Coding for DS and DM
R coding module

Lecture 1

Andrea Cappozzo
andrea.cappozzo@unimi.it
AndreaCappozzo
andreacappozzo.rbind.io

Useful Information: Instructor

  • Name: Andrea Cappozzo
  • Department: Department of Economics, Management and Quantitative Methods
  • Office: Room 29, Department of Economics, Management and Quantitative Methods, Via Conservatorio 7, 20122 Milano MI
  • Email: andrea.cappozzo@unimi.it
  • Office Hours: Please send an email to arrange a meeting.

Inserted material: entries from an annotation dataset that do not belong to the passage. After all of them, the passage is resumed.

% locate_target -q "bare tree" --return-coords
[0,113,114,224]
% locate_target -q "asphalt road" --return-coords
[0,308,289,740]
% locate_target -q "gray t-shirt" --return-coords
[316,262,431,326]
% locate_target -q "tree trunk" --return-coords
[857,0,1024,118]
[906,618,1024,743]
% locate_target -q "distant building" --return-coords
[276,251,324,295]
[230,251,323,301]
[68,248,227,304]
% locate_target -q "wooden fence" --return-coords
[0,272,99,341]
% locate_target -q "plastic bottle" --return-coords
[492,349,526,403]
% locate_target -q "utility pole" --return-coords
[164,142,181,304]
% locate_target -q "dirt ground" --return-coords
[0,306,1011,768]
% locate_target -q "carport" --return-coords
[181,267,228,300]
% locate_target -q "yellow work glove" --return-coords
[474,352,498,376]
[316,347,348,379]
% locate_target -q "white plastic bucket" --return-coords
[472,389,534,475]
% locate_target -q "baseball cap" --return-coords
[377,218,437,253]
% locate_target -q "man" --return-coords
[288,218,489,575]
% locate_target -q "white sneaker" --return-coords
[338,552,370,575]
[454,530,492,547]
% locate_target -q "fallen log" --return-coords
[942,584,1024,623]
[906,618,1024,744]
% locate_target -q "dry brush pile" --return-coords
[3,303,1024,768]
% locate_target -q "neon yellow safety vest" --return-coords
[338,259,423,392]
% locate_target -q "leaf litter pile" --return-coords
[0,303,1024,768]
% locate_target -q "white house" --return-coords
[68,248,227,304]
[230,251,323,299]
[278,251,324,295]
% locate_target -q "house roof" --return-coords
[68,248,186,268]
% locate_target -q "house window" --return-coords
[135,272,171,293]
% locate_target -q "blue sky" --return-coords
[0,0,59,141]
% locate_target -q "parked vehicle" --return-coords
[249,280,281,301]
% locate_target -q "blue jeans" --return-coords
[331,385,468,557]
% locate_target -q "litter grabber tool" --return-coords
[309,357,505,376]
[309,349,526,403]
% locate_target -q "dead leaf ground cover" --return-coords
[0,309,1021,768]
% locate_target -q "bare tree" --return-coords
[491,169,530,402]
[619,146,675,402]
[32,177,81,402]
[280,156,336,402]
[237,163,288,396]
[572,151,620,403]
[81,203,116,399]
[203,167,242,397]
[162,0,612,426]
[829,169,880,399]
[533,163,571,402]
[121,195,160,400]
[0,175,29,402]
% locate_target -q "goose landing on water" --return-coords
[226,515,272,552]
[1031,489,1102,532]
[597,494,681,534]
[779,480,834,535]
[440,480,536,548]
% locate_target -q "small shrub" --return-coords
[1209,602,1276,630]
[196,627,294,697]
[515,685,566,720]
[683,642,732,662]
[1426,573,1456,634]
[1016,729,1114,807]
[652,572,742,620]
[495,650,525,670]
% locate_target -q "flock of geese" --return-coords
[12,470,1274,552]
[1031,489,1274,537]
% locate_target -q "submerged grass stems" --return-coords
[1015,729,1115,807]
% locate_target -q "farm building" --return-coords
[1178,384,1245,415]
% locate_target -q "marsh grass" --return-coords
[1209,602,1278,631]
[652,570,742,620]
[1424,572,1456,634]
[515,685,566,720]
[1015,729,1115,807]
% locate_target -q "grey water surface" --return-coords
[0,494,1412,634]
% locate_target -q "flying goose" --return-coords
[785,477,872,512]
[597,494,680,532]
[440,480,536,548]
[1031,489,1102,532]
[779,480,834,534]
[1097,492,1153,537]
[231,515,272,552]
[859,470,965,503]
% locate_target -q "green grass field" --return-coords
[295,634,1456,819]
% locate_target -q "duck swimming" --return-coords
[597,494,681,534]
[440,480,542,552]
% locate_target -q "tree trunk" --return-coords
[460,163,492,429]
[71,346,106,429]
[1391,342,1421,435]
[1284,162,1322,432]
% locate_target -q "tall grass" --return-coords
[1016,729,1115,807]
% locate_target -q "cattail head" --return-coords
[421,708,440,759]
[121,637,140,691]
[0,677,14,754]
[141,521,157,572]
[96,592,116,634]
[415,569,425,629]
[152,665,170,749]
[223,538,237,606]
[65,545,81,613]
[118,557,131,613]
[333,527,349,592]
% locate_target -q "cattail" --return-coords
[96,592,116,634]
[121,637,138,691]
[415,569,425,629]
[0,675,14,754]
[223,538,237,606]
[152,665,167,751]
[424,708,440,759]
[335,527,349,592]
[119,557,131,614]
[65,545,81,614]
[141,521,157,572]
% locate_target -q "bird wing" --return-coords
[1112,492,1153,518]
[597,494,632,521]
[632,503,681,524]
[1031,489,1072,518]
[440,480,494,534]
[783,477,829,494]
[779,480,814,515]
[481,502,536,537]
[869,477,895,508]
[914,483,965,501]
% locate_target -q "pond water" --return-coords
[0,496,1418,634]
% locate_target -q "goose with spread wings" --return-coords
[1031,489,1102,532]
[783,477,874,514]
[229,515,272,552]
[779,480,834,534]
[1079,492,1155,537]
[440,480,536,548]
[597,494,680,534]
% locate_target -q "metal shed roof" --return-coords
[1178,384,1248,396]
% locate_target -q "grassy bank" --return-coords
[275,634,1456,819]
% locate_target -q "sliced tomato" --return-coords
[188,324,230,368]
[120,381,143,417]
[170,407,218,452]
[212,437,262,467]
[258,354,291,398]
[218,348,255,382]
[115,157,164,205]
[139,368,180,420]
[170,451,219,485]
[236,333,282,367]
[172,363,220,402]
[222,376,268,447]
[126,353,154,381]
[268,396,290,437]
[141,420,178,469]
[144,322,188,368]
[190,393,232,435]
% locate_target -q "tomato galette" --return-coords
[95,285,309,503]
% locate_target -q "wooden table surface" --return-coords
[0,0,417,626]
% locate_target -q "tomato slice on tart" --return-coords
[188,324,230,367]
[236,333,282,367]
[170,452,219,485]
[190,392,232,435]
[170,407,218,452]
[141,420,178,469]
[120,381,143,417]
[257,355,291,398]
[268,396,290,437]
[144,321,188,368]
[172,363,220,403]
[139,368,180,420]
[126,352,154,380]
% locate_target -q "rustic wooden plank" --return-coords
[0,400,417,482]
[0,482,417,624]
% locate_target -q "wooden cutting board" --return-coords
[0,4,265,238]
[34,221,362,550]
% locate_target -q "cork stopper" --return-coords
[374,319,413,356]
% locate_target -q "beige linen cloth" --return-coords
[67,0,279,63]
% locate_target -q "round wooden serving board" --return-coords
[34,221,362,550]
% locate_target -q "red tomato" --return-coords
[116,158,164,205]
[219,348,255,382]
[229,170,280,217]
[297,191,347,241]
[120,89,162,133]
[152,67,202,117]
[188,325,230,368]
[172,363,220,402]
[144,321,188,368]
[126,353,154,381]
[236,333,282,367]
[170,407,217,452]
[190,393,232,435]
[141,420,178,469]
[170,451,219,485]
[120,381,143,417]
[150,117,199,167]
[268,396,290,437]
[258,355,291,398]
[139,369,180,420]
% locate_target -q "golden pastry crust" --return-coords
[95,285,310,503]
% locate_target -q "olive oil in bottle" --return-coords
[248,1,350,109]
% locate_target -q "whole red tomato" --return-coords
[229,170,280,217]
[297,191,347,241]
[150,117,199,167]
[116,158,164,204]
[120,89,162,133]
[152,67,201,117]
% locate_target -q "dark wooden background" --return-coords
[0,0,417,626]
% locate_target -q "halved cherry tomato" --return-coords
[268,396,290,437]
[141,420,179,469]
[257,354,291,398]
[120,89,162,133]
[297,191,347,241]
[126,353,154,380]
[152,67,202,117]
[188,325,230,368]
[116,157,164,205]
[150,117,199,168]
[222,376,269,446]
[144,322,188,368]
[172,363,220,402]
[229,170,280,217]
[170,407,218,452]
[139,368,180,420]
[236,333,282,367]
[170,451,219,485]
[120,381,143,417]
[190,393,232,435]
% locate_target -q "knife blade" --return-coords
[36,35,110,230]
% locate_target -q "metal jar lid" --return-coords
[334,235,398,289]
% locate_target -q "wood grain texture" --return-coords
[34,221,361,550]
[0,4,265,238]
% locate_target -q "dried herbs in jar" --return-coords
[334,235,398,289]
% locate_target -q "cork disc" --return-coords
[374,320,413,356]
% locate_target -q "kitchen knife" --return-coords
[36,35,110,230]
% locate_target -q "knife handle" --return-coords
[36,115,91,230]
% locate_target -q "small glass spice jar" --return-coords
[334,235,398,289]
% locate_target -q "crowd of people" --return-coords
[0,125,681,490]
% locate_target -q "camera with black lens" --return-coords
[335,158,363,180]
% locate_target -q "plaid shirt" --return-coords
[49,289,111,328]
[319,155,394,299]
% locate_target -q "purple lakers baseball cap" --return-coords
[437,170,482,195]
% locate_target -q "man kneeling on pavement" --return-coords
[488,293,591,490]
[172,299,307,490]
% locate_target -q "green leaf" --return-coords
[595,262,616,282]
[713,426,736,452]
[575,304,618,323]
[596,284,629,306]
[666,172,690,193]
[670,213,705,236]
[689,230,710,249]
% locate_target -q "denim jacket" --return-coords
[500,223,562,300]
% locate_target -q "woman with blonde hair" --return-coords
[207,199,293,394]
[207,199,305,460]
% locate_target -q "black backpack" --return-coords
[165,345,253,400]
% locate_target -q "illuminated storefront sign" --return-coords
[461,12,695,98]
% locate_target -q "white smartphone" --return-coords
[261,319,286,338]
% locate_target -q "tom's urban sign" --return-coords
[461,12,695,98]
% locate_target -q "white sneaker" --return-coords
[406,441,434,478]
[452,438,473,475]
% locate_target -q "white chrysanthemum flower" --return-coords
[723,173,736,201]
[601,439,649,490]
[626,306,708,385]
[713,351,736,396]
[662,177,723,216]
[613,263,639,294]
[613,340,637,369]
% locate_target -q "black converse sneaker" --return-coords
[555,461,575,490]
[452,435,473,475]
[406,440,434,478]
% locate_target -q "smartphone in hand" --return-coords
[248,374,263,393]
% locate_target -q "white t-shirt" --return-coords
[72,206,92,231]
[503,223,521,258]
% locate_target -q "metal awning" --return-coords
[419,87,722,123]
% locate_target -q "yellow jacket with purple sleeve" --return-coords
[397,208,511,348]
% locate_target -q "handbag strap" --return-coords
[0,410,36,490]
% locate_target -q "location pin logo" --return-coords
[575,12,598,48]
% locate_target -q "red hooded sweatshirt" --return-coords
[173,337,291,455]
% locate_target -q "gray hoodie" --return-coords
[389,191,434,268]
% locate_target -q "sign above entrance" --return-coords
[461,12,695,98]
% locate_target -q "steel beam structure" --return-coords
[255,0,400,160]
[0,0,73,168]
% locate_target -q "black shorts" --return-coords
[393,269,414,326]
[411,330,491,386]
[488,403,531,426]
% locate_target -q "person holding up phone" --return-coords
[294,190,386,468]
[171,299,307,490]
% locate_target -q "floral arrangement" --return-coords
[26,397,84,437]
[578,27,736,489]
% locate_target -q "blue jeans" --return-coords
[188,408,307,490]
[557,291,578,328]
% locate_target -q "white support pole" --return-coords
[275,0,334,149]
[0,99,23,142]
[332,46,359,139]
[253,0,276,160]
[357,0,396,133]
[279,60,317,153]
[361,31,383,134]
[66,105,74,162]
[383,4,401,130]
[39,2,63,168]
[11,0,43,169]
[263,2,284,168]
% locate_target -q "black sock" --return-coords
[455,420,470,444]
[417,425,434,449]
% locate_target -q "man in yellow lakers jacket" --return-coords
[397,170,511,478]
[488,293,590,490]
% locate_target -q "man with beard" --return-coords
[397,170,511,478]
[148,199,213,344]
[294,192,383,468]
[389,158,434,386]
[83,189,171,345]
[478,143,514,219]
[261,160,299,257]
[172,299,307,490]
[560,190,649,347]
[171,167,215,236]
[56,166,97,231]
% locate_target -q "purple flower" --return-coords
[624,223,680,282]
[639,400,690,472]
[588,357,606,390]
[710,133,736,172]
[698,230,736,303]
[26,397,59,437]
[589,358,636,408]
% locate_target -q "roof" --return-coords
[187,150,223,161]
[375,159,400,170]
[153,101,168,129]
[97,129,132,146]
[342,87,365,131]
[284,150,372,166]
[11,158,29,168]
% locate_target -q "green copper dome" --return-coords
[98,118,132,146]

Useful Information: teaching assistant

Useful Information: class schedule

  • Wednesday, 12:30PM-2:30PM, Classroom 304 (Via Celoria)
  • TBD lab session (online)

Any changes to the schedule will be communicated by the instructor through the Ariel portal.

Useful Information: Webpage and Emails

  • Ariel Portal: A section dedicated to the course is available where you can find announcements, study support materials, R scripts, and more.

  • Course Website: https://myariel.unimi.it/course/view.php?id=2950

  • Email Communication: All communication with instructors should be done through students’ institutional email.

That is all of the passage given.